Cumulative Effect of Treatment

Now I wonder, if I had been immediately diagnosed when I first felt a huge lump in my right breast, whether some of these issues could have been avoided. An earlier mammogram in that same breast had shown a cluster of microcalcifications, which was diagnosed as stage I ductal carcinoma in situ and required two lumpectomies to remove. Though they performed sonograms when I felt the new mass, the doctors in California said it was nothing to worry about.

It wasn’t until I moved from California to Missouri in the spring of 2003 and found a new medical team that a biopsy of the tumor in my right breast was taken. It was found to be a stage IIIC HER2-positive invasive ductal carcinoma. Even with therapy, which included a bilateral mastectomy, 8 rounds of doxorubicin and docetaxel, and 38 rounds of radiation therapy, my oncology team said that my life expectancy was between 2 and 3 years.

Fortunately, maintenance therapy with anastrozole has helped me beat those odds, but the cumulative effect of my treatment has left the quality of my life permanently altered.
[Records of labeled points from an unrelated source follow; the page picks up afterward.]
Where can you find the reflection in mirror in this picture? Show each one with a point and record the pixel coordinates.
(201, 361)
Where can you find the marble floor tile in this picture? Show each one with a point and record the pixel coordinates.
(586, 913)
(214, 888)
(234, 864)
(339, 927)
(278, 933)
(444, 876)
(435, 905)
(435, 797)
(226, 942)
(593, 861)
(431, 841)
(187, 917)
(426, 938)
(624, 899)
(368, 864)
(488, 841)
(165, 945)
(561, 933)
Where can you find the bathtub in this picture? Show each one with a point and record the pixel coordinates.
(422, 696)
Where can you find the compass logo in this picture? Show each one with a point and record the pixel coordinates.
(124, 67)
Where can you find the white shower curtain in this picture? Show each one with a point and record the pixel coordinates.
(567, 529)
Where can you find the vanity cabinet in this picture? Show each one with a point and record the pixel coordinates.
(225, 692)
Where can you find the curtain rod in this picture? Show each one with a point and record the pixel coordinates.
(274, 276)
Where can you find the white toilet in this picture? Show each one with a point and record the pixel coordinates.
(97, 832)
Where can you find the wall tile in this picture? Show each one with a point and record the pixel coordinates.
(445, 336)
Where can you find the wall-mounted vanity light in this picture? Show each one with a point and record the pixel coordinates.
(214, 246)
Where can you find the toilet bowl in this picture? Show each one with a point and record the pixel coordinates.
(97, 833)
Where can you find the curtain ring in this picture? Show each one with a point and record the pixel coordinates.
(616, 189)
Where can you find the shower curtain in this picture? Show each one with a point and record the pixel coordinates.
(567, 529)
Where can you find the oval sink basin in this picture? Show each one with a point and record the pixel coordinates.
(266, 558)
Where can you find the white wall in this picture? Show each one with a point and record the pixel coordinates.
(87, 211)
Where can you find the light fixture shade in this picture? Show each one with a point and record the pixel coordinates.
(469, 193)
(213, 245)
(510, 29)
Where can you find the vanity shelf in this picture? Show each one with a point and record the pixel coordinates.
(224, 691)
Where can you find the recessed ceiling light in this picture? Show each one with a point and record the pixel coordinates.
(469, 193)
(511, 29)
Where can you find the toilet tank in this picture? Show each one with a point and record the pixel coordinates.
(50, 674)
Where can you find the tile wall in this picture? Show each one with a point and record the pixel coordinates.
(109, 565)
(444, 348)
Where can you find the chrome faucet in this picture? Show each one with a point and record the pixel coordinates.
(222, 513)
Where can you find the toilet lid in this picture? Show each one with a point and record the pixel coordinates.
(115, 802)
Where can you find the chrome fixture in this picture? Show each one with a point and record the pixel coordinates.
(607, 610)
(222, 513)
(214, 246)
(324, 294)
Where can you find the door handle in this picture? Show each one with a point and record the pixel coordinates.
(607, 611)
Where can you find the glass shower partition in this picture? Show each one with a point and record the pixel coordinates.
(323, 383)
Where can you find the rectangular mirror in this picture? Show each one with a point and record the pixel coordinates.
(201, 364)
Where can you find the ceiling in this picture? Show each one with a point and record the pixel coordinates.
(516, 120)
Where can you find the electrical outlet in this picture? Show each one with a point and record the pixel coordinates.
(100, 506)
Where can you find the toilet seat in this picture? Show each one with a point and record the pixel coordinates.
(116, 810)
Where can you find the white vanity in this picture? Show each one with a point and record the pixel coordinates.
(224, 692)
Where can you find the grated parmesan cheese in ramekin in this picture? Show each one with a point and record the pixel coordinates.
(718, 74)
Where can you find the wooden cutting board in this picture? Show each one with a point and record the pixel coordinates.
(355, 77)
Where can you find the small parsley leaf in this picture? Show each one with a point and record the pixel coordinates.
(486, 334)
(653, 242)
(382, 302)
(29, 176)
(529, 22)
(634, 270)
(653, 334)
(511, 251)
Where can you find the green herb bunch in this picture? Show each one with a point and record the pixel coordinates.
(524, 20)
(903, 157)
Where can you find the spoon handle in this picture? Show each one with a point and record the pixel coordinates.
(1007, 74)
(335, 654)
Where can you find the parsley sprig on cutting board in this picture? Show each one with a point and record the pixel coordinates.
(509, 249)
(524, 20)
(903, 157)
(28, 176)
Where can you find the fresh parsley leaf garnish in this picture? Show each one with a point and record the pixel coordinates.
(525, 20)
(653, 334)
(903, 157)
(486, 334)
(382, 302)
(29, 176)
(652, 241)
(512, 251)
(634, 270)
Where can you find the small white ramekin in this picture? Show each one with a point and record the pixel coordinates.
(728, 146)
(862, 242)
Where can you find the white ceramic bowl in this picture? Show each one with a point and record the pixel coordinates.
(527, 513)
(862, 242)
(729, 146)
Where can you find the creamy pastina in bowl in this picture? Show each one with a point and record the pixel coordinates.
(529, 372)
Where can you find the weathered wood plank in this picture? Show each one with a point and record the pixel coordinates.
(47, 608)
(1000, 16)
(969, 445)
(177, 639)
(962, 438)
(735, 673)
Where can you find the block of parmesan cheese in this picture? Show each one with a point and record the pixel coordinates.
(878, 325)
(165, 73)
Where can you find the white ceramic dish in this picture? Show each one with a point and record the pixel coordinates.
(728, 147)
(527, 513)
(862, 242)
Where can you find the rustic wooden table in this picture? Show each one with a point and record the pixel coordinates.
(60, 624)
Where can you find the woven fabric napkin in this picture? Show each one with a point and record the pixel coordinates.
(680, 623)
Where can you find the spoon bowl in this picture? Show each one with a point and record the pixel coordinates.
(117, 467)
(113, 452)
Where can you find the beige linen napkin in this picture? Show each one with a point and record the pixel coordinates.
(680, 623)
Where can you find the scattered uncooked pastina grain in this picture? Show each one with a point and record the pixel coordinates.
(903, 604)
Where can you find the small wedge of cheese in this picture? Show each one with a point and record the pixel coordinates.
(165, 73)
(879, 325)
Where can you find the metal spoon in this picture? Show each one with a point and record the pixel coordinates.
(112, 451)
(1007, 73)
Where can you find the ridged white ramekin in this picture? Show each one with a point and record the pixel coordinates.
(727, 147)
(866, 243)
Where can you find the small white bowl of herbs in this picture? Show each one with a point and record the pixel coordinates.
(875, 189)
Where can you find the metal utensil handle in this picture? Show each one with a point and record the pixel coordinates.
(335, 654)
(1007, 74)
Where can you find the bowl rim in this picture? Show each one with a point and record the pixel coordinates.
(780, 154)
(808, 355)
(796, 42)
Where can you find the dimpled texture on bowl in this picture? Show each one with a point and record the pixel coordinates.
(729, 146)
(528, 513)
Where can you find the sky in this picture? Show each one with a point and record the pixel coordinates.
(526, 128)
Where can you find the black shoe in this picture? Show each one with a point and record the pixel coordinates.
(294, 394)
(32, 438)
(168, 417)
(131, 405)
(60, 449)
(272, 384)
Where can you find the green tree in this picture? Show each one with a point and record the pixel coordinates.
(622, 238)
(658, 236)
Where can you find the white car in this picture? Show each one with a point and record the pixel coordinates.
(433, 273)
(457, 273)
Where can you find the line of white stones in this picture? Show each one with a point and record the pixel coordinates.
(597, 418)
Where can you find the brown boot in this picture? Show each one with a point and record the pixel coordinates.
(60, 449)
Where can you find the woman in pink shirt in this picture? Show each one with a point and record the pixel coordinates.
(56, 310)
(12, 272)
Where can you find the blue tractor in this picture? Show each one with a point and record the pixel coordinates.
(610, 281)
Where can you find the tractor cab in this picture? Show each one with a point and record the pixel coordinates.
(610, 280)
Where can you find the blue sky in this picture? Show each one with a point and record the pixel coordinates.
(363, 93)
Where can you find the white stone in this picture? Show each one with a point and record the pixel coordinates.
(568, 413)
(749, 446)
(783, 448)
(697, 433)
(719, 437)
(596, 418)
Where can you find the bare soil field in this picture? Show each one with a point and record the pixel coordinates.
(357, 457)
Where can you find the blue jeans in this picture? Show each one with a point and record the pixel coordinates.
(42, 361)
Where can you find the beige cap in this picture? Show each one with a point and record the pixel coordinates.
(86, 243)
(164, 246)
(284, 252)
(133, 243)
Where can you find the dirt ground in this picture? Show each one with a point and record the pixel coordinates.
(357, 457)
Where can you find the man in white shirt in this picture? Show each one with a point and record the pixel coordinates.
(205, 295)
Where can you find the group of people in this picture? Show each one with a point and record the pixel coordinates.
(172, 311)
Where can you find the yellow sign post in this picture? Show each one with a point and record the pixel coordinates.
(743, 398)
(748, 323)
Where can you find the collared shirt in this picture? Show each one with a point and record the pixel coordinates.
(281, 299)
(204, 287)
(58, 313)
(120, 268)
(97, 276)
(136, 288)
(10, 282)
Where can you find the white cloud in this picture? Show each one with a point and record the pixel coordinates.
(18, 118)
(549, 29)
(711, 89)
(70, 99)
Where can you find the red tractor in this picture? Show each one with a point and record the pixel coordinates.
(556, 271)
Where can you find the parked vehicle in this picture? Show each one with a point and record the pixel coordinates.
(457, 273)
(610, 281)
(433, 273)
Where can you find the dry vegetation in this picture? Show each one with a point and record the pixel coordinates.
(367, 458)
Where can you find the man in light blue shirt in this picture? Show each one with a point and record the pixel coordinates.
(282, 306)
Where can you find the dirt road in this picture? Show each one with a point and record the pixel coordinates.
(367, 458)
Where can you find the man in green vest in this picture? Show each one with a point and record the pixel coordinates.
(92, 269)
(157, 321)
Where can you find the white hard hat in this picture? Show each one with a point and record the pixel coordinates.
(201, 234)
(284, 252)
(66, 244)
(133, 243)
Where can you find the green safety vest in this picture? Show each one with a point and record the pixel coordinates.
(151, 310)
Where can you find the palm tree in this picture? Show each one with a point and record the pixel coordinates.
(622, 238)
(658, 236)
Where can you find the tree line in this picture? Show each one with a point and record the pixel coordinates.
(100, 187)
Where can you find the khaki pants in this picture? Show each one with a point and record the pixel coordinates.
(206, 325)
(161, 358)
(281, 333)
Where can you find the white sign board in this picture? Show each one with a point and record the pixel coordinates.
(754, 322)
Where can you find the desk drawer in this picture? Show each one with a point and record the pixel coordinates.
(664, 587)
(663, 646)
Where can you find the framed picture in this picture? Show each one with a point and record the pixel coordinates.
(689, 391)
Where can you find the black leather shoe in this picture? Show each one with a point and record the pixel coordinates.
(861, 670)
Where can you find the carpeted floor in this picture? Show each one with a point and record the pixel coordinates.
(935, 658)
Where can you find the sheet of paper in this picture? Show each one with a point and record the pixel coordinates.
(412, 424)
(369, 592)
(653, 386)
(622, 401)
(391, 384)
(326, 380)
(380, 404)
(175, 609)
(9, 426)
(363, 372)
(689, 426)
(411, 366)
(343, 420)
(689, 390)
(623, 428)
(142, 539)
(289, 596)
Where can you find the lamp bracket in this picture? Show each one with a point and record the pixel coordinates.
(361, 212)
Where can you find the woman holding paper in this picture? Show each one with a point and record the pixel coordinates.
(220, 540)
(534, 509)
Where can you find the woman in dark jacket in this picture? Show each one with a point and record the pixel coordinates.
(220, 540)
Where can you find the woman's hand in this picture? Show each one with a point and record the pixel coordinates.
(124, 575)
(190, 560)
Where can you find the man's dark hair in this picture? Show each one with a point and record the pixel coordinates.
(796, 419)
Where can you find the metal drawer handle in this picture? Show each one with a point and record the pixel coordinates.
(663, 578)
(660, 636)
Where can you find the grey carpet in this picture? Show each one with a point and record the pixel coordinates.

The combination of 15 surgeries—to repair a crater on my right side (the result of the radiation therapy) and for breast reconstruction—plus the chemotherapy has left me so fatigued and cognitively impaired that I’ve had to go on disability.

Overcoming Isolation

Not being able to perform two activities, like cooking and cleaning, in the same day sounds like a minor inconvenience, but the effect is crushing to someone who is used to an active and productive lifestyle. Plus, I constantly live with the fear that my cancer will come back.

What has helped me work through that fear and overcome a sense of isolation I’ve felt since my diagnosis is my involvement with the American Cancer Society’s Cancer Survivors Network (csn.cancer.org). Just knowing that I can go online any time of the day or night and speak to other cancer survivors and vent about my problems or joke with them has saved my life. I’ve also gone back to my artistic roots and have taken up modular origami, which has been therapeutic and helped lift my depression.

People tell me that I must be so strong to be able to cope with the ongoing ramifications of having cancer. But I don’t think I’m that strong. I’ve just made a decision to get up every morning and have the best possible day I can have. ■

Sherry Cohen lives in Cedar Hill, Missouri.